The most recent urinalysis of 19-year-old Department of Public Works groundskeeper Ian Farrell, who, like all city employees, is required to submit to regular drug testing, revealed remarkably high levels of green tea, with levels of polyphenols and antioxidants rivaling those found in straight green tea.
The urine test results came as a relief to both Farrell and his supervisor, Tom Lennox, who explained that two failed drug tests had put Farrell at real risk of losing his job. "He's a good kid, almost like a son to me," said Lennox. "But last week I had to tell him, one more failed drug test and you're out."
With these latest glowing drug test results, however, Ian's not out.

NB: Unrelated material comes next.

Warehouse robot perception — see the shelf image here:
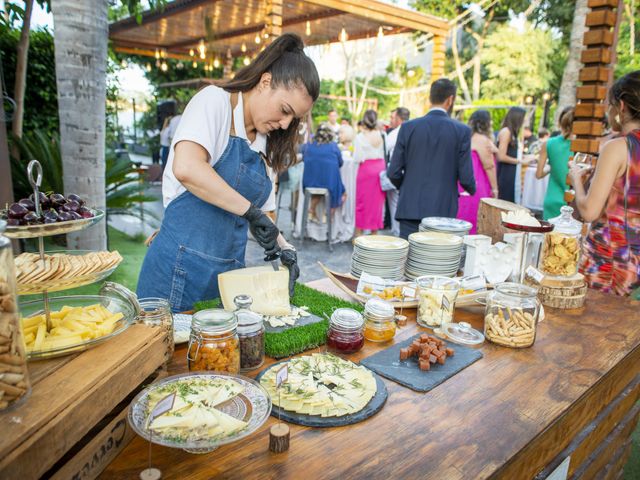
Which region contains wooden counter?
[100,279,640,480]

"He obviously came up with the brilliant idea to switch from booze to tea," said Lennox, who admitted that, despite his best hopes for the young man in his first real job, he'd been skeptical that Farrell would find his way onto the straight-and-narrow. "But labs don't lie," said Lennox. "Based on these test results, he's clearly guzzling gallons of the stuff. In fact, the lab tech said his urine sample was virtually indistinguishable from pure Sencha green tea."
According to Lennox, in order to ensure the most up-to-date lab results, he had Farrell prepare his urine sample in the privacy of the restroom in a Chinatown cafe, where they'd stopped for lunch just before heading over to the authorized testing lab. "I even saw him carry a cup of green tea into the bathroom with him," said Lennox. "He's obviously developed a real taste for it."
Lennox stated that he is simply thrilled that Farrell will remain on the DPW payroll, assuming his urine continues to test clean. "He's just a dumb young punk," he said. "But I'm proud of him."
Fond as he is of Farrell, however, Lennox does not share the young man's fondness for green tea. "Honestly, it looks and smells like piss to me," he said. "To each his own."